Проснулся – в окна бьет солнце и расстилает на полу косые квадраты света, в одном из них блаженно дремлет ягненок; в углу за столом пьет чай Лучка, напротив него, одетая, в кичке и кашемировом полушалке по плечам, полнолицая, необветренная – Еленка, Лучкина супружница. Видать, только что вошла, бренчит монистами, полушалок развязывает и с осуждением смотрит на своего мужа. В зимовье, кроме них, никого нет, Татьянка и Федос, наверное, скотину кормят. Лучка дует на блюдце с чаем, спрашивает:

– Батька послал?

– Сама сдогадалась… А хоть бы и батя! – Елька сняла полушалок вместе с кашемириком, на груди желтыми огнями заиграли янтарные корольки, заискрились стекляшки бус. Шея у Еленки длинная, будто нарочно вытянутая, чтобы побольше монист нацепить. – Тебе надо повиниться перед батей и мамой.

– Это за курей-то?

– За курей и изгальство.

– Про какое изгальство говоришь?

– Ума пытаешь? – вскинула голову Елька. – На смех всей деревне выставил и еще спрашивает об чем-то!

– Ты не дергайся, Еленка. – Лучка осторожно поставил блюдце на стол. – Ты мне вот что скажи: как дальше жить будем?

– Ты об чем?

– Не могу я, Елька, больше. Хочу жить по своему разумению, батька твой пусть живет по своему.

– И что ты навалился на батьку, на маму? Они свой век доживают, а мы только начинаем…

– Потому-то, Елька, надо как-то все переиначивать. Не хочу я, чтоб моя жизнь была такой же, как у твоего батьки.

На белом Еленкином лице выгнулись и сошлись у переносья брови, удивленным, обиженным стало лицо.

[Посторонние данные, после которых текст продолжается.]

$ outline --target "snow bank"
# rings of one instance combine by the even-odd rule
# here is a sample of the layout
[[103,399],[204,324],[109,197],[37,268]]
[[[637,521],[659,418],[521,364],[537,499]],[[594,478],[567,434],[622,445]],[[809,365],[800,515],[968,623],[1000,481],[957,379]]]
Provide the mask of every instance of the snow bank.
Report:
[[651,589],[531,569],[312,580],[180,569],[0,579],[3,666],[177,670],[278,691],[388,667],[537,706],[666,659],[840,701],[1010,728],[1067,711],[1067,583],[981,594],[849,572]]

– Дай бог всем так жить и столько нажить…

– Ты не пузырься, а послушай, что скажу. Я женился на тебе, а не на приданом. Если хочешь жить по-человечески – уйдем.

– Да ты что! – Еленка вцепилась обеими руками в нитки бус. – Ты что это выдумал! Куда мы уйдем от хозяйства такого? Оно нашим будет. Наше оно – твое и мое!

– Наше?

– Конечно наше.

– И я могу им распоряжаться, как захочу?

– Конечно, Лукаша, ты – хозяин. От века так – хозяин домом правит.

– Как ни поверну, будешь согласна?

– Зачем спрашиваешь? Заранее согласна.

– Вот и брешешь, Еленка. Коммуна будет – первым в нее пойду и все хозяйство сдам. Что скажешь? Запоешь другим голосом, а батю твоего разом кондрашка хватит.

– За что казнишь меня, бессовестный?

– Не казню, Еленка, понять ты меня должна.

– Поняла… Нету сердца у тебя! – Еленка всхлипнула, закрыла лицо руками.

Лучка навалился на кромку стола грудью, хмурясь, взялся водить пальцем по пустому блюдцу.

Неловко было Максе слушать весь этот разговор и притворяться дальше, что спит, становилось просто невозможно – повернулся, громко, протяжно зевнул. Еленка быстренько вытерла ладонями слезы, улыбнулась:

– Здоровенько, Максим!

А Лучка все продолжал писать пальцем на блюдце, Еленка его за рукав тронула, попросила:

– Собирайся, поедем.

Уже одетый, Лучка подошел к Максе, постоял молча, вроде как не решаясь что-то сказать, подал руку:

– Поправляйся…

Ничего к этому не добавил. Вышли друг за другом – Лучка впереди, Еленка за ним. В руках у Еленки – бич. И Максе показалось вдруг, что этим бичом она будет подстегивать своего мужика всю дорогу, чтобы в сторону не сворачивал. Бедный Лука тоже сбился с панталыку. Будь на его месте кто другой, Корнюха, к примеру, жил бы припеваючи. А может, и нет. Сам-то он, Макся, попади в такой дом, радовался бы? Пожалуй, нет. Конечно нет! Это что же получается? Царя и всех его выкормышей, солдатню разных держав вымели из страны, а Тришка, тесть Лучки, Пискун, хозяин Корнюхи, раньше миром правили и сейчас правят. Раньше на них спину гнули за кусок хлеба и сейчас гнут. Хотя бы и он сам. Рад-радехонек, что Тришка не гонит с заимки. Красный партизан, завоеватель новой жизни! Э-эх!